The Enhanced Games — the openly performance-enhanced rival event that World Athletics president Sebastian Coe has called "bollocks" and World Anti-Doping Agency president Witold Bańka has labelled "dangerous" — will stage its first competition at Resorts World Las Vegas from 21 to 24 May, less than four weeks after Sabastian Sawe broke the two-hour barrier at the London Marathon. Three nights of swimming, athletics and weightlifting will run inside the casino's purpose-built pool and a temporary 100-metre sprint straight, with $250,000 going to each event winner and a $1 million bonus on the line for any world record. The roster of 38 athletes confirmed so far includes 2022 world 100m champion Fred Kerley, four-time Olympian Kristian Gkolomeev and British sprinter Reece Prescod.
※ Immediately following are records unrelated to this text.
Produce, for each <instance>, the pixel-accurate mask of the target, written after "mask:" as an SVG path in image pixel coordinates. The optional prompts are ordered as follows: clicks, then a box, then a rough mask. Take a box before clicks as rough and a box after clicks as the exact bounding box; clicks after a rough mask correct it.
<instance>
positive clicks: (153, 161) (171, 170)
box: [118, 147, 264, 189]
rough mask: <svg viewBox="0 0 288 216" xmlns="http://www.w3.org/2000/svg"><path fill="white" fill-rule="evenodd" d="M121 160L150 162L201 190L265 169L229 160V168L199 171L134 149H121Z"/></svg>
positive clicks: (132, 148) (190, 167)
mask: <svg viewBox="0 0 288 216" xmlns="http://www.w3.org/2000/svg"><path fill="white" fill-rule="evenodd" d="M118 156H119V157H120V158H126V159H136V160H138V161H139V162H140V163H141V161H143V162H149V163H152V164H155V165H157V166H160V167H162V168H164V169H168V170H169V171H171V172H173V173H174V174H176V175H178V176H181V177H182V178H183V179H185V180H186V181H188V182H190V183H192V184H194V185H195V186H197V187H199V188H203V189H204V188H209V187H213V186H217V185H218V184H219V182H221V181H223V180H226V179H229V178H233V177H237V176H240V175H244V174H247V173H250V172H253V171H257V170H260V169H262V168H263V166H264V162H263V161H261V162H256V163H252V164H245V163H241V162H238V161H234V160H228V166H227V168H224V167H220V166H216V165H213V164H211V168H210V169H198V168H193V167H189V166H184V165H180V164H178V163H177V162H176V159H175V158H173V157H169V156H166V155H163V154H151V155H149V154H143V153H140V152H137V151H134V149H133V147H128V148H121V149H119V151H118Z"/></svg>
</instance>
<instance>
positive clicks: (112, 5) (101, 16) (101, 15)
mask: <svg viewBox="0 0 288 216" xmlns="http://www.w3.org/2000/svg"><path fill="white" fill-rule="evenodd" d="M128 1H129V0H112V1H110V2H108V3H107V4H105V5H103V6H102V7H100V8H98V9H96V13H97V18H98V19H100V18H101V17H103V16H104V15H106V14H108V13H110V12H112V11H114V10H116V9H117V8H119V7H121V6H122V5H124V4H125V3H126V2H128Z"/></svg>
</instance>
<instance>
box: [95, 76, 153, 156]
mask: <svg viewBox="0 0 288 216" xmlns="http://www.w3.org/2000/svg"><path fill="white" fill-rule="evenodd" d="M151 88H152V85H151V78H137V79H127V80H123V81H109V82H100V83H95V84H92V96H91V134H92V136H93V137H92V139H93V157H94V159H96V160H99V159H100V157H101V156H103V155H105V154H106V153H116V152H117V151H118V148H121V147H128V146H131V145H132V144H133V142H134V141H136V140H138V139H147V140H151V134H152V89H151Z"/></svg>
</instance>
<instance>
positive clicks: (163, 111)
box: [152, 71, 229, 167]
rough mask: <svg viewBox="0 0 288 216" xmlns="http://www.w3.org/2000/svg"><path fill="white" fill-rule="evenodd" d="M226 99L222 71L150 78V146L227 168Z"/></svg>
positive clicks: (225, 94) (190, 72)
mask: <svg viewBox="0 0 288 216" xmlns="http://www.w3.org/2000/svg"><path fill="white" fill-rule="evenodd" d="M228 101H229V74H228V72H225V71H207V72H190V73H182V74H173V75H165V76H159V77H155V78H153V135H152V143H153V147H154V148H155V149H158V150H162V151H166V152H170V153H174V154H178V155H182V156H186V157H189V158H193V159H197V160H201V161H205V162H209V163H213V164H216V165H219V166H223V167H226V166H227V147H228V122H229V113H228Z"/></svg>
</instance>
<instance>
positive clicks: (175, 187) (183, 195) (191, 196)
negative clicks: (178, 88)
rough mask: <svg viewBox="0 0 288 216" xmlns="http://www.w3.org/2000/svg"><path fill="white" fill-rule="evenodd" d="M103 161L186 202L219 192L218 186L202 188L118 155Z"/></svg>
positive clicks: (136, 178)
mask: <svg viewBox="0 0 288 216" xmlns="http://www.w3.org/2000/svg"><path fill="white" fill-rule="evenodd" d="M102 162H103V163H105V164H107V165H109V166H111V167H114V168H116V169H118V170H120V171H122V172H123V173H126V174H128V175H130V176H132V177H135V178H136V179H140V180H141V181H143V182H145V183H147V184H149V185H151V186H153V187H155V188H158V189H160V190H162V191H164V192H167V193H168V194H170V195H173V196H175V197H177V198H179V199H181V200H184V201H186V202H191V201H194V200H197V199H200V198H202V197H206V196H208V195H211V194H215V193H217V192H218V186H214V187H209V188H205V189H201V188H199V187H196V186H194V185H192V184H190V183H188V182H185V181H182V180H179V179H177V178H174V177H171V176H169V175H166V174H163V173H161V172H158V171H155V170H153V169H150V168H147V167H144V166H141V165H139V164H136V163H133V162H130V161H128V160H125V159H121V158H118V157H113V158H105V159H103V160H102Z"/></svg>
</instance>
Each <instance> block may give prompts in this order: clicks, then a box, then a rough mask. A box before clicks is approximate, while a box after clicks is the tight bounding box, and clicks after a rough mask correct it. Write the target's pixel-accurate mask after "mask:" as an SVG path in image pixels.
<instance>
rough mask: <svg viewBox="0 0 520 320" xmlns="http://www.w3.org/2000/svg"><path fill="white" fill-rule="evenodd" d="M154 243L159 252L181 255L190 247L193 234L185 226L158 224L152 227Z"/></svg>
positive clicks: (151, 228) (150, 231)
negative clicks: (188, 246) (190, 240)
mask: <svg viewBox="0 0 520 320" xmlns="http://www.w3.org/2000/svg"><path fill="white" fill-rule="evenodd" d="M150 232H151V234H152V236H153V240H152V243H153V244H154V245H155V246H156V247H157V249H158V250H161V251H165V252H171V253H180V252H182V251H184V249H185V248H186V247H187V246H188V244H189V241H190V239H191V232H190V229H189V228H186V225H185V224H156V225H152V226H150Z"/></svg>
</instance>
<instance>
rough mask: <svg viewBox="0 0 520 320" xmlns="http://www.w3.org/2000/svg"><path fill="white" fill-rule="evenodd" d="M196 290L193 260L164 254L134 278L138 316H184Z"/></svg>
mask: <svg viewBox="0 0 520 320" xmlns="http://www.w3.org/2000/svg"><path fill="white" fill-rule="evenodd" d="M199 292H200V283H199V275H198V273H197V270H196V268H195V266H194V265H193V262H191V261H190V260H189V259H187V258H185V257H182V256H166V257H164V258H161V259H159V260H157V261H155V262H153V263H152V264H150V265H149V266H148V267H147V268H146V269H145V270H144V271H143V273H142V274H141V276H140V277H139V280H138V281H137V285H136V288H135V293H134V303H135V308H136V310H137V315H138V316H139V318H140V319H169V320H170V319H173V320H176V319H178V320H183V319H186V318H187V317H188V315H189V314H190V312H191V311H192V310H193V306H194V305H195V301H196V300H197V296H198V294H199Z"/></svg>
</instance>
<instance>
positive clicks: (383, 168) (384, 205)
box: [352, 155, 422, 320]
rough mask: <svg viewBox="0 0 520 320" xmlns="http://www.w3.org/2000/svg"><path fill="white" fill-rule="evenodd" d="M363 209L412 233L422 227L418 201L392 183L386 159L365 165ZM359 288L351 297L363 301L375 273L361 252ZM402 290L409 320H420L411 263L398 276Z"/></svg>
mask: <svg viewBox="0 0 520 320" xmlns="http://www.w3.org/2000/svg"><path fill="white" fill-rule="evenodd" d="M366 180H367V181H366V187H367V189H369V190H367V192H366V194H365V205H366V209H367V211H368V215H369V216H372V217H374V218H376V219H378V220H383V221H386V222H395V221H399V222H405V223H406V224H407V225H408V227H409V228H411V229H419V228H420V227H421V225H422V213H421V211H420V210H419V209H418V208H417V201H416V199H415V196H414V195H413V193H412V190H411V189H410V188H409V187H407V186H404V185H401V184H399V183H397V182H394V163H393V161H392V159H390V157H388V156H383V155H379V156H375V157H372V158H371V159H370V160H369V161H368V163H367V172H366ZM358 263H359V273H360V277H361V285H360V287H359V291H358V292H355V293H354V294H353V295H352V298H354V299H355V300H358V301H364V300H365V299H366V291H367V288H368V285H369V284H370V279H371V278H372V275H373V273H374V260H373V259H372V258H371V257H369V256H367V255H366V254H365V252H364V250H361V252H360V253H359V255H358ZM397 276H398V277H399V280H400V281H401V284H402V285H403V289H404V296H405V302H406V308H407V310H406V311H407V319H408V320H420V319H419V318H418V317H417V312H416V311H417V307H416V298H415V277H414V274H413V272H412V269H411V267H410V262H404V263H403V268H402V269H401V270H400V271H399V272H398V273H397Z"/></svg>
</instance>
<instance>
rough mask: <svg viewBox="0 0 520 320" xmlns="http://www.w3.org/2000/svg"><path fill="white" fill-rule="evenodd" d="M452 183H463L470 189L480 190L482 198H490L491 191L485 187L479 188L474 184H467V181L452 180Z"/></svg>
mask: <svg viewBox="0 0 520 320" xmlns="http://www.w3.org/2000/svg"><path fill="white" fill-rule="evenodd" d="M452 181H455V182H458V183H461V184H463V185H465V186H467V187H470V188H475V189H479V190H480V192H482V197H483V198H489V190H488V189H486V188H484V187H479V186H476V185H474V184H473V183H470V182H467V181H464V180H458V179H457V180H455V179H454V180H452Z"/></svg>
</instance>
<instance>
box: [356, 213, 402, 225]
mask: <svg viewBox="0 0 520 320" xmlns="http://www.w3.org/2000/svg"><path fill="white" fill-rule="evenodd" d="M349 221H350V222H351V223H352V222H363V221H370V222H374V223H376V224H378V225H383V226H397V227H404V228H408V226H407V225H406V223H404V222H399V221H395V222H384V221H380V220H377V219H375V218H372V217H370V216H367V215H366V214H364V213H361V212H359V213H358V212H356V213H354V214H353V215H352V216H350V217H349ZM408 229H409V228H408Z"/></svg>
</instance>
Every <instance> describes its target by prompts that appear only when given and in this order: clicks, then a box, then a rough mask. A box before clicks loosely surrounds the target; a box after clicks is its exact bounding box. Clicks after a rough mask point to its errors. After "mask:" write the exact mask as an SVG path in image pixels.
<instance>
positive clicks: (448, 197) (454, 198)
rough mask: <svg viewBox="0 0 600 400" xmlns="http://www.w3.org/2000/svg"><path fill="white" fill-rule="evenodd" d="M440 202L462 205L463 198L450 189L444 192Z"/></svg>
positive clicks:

The track programme is sprint-only and runs across two evenings, headlined by a men's 100 metres on Friday 22 May and a women's 100 metres on Saturday 23 May. Liberian-born American Emmanuel Matadi and French sprinter Mouhamadou Fall fill out the men's field alongside Kerley, Prescod and South African Clarence Munyai. The women's race is built around Jasmine Abrams of the United States and Jamaican Denae McFarlane, with Shockoria Wallace and Taylor Anderson confirmed in supporting lanes. Athletes train under medical supervision, declare their substances in advance and submit to the Games' own screening protocols rather than to WADA testing.

World Athletics is treating the event as a hard line. Coe used a pre-Boston press call to repeat his warning that "anybody moronic enough to feel that they want to take part in that, and they are from the traditional, philosophical end of our sport, they'll get banned and they'll get banned for a long time." World Athletics' integrity unit has signalled that any sanctioned athlete who competes in Las Vegas will face a long ineligibility period under the current code, and that the federation will treat the entry list as a notification rather than waiting for a positive test. Several national federations, including UK Athletics, are preparing to follow the same line.

The financial pull, though, is hard to dismiss. The advertised purse outstrips any single Diamond League purse by an order of magnitude, and the bonus structure is designed to draw athletes who feel the elite circuit no longer pays them what their times deserve. Kerley, who has not run faster than 10.05 since 2024, and Prescod, who has been outside the senior Great Britain team since the 2025 indoor season, are both visibly past the point at which a return to the World Championships podium looks likely. The Enhanced Games' pitch — that medically supervised PED use is safer than the doping that already exists in the shadows — is finding takers in exactly that demographic.

For the broader sport the calendar collision is awkward. The Enhanced Games sit in the gap between the Pre Classic on 4 July and the Stockholm Diamond League on 30 May, and they will dominate athletics social media for a weekend in which the Diamond League itself runs a Rome meeting. The Las Vegas weekend will not produce ratified records, will not affect World Rankings positions and will not feed into qualification for Beijing 2027. What it will do, by Coe's own admission this week, is force athletics to make a public argument for the legitimacy of its rulebook in front of an audience that has never been asked to care about anti-doping codes before. That, more than any 100-metre time, is the test that arrives in three weeks.